This is just some information I have from what I have seen. Best of luck to you.


----------



## LongHiker (Feb 28, 2019)

@Cannon850 and @Ball N' Chain I really appreciate both of your input! It's nice to get more clarity on how the process works if I were to go back in as 11b on active duty without an 18x contract. 

General update:
I've been working with the 19th SFG recruiters. Really professional guys. They've been very responsive and had good answers for all my questions.

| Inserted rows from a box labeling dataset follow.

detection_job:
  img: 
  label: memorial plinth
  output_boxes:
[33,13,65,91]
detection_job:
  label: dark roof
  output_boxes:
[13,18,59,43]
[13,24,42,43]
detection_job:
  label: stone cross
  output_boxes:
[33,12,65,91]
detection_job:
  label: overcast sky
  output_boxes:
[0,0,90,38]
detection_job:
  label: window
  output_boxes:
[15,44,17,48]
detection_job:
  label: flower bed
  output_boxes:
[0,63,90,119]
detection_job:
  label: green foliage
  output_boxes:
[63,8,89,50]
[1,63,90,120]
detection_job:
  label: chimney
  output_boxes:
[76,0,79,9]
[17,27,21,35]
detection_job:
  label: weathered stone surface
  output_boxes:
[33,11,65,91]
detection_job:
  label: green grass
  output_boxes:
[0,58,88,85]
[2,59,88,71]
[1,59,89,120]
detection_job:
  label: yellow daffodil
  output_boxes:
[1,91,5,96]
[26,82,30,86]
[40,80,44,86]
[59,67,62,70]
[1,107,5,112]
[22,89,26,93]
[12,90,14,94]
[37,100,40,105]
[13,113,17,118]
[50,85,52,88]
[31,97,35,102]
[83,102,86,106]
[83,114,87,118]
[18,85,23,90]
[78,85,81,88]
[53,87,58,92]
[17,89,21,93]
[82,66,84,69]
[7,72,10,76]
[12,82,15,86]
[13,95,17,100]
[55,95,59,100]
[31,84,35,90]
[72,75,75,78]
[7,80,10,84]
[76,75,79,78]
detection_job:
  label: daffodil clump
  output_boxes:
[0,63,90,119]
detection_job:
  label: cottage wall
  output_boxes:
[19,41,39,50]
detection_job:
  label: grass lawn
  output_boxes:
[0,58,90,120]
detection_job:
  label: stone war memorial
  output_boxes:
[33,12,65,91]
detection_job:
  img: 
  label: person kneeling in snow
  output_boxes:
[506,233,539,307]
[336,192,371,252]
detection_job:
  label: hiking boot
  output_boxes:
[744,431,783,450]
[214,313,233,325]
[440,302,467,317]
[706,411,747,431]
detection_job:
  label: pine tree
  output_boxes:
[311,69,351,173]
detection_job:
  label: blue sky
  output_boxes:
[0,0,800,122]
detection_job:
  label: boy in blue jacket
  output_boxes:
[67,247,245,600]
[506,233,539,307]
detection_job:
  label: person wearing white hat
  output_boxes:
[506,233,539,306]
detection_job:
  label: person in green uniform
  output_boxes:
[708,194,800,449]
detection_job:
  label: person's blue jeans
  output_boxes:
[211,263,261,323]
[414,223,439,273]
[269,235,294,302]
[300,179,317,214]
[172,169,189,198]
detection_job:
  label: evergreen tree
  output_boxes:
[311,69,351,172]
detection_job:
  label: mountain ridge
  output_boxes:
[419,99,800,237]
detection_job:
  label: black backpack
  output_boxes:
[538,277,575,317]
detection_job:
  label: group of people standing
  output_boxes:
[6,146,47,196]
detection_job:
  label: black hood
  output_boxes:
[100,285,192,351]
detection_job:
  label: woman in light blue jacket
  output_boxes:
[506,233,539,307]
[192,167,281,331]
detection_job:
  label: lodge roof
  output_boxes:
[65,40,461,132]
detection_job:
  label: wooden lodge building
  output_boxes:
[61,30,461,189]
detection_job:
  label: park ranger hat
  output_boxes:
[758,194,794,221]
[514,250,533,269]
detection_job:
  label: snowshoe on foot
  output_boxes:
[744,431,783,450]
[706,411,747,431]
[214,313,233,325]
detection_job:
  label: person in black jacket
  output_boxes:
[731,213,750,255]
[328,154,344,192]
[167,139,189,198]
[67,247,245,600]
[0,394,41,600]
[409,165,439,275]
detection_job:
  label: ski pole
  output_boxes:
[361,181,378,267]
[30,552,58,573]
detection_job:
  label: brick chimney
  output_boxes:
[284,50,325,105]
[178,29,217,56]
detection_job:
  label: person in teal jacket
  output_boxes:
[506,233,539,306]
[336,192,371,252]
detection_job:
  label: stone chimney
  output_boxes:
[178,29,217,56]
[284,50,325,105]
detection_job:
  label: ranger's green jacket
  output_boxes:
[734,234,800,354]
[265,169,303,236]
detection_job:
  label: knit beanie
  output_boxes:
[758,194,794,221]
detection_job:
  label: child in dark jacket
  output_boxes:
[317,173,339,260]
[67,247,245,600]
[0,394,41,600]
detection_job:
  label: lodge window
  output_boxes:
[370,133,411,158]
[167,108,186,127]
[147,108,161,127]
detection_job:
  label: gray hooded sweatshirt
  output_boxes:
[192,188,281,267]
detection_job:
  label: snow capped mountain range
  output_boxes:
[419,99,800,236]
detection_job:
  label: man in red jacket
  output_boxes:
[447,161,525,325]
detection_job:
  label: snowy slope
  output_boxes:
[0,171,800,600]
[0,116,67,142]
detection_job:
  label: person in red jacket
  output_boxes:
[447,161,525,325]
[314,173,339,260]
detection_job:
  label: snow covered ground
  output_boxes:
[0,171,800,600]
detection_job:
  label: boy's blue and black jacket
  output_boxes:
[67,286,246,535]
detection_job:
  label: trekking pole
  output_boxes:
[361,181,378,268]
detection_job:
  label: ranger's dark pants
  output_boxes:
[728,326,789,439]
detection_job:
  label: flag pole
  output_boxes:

I found out that I CAN attend SOPC if I want to. Basically the process looks like this:

Go to MEPS in Utah(has to be Utah, can't go to one out of state but they'll pay for a flight and put me up in a hotel).
Enlist into the Utah Guard.
Get a second SF physical done.
Attend SFRE at one of their drills.
Provided I pass SFRE then I have 120 days to ship to SFAS. I can also choose to attend SOPC if I want and then attend SFAS immediately after SOPC. 
Come home after SFAS, if I'm selected I'll wait at home for a Q course. If I am a 21 day non-select or get injured at SFAS they're willing to send me back as many times as I want provided I don't come home with a "do not return" stamp. 
PCS to the Q course and continue on with training.
I should be good to go! Hopefully won't run into any hiccups at MEPS. Now it's all about getting into shape. I really appreciate everyone's advice! I'll keep this updated as I go through the process.


----------



## Cannon850 (Feb 28, 2019)

LongHiker said:


> @Cannon850 and @Ball N' Chain I really appreciate both of your input! It's nice to get more clarity on how the process works if I were to go back in as 11b on active duty without an 18x contract.
> 
> General update:
> I've been working with the 19th SFG recruiters. Really professional guys. They've been very responsive and had good answers for all my questions.
> ...



Glad to hear you got a plan dialed in! I will say that the NG guys were a huge asset in SFAS. The NG train up seemed to give them a leg up when it came to building the apparatus during team week, as they had already done it all before. If you did that, and SOPC you would probably have a solid  chance at getting selected, barring you're not a total douche and get peered out. 

Good luck, its the first step in a long road to reaching your goal but its all worth it when you finally get to "Don your beret!"


----------